# Rooting Nexus 4 Android phone



## zhong (Aug 1, 2010)

Can Nexus 4 Android phone be rooted ?

If so, are there instructions how to do it ?

What advantages are there to root Nexus 4 Android phone ?

Can I use otg cable and conect usb flash drive to it as a host to trnasfer and play files from it. If I root it ? If so, what software app. do I use to do this ?

Thanks


----------



## joeten (Dec 4, 2008)

Try google there are always pages of info if you look https://www.google.co.uk/search?q=r...firefox-a&gws_rd=cr&ei=2PlGUtrmE6XG7AbMk4GYDA


----------



## saintsatinstain (Nov 24, 2012)

Yes.
You can exploit more of the capabilities of Android.
You can control more of the Android feature.
You can void your warranty.
You can create an expensive paperweight.

SkipSoft Unified Toolkit V1.1.0 Released | SkipSoft.net


----------



## saintsatinstain (Nov 24, 2012)

saintsatinstain said:


> Yes.
> You can exploit more of the capabilities of Android.
> You can control more of the Android feature.
> You can void your warranty.
> ...


I rooted my Nexus 4 and my Nexus 7 (2013).
I researched thoroughly before I rooted, I followed directions closely and carefully. I said a prayer to the godless universe. I didn't have a problem.
I dont need a paperweight. 

Why do you want to root? 

I wanted to root because I wanted to control the cpu governors, under clock and over clock, speed up my phone, increase battery life, block some ads, use some apps which require root, and personalize, etc. I dont experiment with custom ROMs; I just want control, configured to my needs and wants.

You dont need to root to remove apps; they are all Google apps. If you dont use one, you can disable it.
Great majority of folk dont need to root. Nexus 4 great phone.

If you simply want to increase battery life, you dont need to root. Install JuiceDefender from the Play site. The free version sufficient for most folk. 

I figure if you needed root, really wanted it you'd have researched it, read copiously about it, how to do it manually, and will have discovered kits to do it almost automatically for you.

I recommend you take the advice given by the other poster to see if root is for you. 

Study Android first. Learn how to configure the unrooted stock first to see if you need or want root. 
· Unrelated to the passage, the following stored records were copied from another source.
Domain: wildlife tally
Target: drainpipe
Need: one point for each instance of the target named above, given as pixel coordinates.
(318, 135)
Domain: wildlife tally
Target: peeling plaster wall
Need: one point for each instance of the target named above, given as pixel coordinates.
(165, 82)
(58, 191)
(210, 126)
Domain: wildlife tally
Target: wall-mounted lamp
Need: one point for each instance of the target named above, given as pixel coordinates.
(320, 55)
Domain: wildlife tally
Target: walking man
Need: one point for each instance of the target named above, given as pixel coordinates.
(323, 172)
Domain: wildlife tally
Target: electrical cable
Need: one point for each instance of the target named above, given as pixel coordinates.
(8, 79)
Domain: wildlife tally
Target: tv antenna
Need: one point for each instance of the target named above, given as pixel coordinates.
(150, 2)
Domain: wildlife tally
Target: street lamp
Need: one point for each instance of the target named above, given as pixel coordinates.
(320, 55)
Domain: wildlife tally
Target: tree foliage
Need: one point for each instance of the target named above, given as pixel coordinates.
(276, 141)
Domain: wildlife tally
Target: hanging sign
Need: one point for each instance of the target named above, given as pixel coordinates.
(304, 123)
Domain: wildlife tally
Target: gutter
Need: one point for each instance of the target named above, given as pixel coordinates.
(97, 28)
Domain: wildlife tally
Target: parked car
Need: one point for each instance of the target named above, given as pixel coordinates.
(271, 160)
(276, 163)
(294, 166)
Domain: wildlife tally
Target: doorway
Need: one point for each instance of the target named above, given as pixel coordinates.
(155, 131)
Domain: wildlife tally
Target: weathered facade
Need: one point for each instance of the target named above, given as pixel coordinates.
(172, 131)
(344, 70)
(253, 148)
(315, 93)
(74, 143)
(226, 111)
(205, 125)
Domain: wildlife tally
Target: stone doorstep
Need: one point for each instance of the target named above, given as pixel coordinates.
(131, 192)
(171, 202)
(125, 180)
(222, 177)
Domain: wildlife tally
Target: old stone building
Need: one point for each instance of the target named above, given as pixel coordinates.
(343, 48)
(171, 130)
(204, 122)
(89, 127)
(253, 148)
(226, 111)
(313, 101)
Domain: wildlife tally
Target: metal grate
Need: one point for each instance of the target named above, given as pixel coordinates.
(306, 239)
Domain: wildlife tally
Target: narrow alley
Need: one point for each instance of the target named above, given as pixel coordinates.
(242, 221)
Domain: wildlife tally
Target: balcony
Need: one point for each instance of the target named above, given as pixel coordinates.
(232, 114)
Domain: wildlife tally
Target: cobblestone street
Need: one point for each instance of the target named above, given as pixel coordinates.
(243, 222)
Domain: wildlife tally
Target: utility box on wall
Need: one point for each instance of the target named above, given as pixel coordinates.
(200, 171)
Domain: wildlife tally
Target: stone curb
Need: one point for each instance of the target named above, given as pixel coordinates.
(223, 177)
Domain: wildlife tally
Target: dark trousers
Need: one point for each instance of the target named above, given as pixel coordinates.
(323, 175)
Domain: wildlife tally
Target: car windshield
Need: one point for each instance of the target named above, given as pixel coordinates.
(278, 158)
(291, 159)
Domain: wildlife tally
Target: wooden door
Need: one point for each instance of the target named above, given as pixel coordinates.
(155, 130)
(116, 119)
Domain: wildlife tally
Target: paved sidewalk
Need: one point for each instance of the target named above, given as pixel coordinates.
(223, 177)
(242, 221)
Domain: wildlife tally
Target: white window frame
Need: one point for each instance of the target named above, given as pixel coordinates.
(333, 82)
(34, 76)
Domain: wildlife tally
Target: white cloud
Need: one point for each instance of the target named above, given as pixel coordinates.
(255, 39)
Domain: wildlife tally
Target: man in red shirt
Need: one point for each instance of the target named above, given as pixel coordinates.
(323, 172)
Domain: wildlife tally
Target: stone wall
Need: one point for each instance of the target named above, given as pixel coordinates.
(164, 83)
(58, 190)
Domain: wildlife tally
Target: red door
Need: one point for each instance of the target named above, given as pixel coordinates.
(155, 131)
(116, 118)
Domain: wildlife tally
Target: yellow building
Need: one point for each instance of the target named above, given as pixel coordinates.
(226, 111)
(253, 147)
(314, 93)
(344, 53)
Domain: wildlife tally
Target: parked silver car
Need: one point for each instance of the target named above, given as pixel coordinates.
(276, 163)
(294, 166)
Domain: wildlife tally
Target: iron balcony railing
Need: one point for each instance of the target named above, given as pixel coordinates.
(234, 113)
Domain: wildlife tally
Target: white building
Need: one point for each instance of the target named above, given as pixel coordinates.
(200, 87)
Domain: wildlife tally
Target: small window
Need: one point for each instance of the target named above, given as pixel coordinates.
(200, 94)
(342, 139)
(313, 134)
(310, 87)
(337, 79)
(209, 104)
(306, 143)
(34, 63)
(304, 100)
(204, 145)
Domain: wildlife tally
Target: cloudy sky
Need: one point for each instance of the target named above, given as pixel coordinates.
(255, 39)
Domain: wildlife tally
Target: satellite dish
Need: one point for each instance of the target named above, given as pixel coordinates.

Do it yourself manually the old fashioned way; so you know the Android system if the automatic kit you use later screws up your device, you'll have a notion of what went wrong and how to fix or know the questions to ask.

Excuse my loquacious and tortuous way of saying you probably dont need to root your phone;the folk who do do the research and may have tech questions, but not should I.

Nexus 4 a great 2 gig ram quad core monster almost pure Android no naughty skin or frivolous features and as long as you dont install a lot of trash apps on it you won't need to worry about performance.

My short polite answer, please no,

unless you are a crazy old geezer like me (born 1942) who explores to prove it's all magic, and wanders streets asking, where does Buck live?


Do a search here,
join xda-developers site,
and phonearena.com. 

Look up Nexus 4 and study all you can.


----------



## joeten (Dec 4, 2008)

I have removed the final reference to the software you have already linked to it borders on advertising.


----------



## saintsatinstain (Nov 24, 2012)

Cool. I was also wrong another way; I undercut my suggestion to learn root the manual way first. I won't name a specific method again. At xda he would learn several kits to root for the more popular phones.

Most folk shouldn't root because you have unleashed more danger from daily actions. 

I also forgot to say relock the bootloader and switch the Tamper to untamper. An unlocked bootloader gives an attacker a way into your system if they have physical access. 

I shall take care in future to only suggest generic categories, never specific products. Thank you for your kindness and direction.

Sometimes I feel like Buck Rogers among the tech of the 7 decades.


----------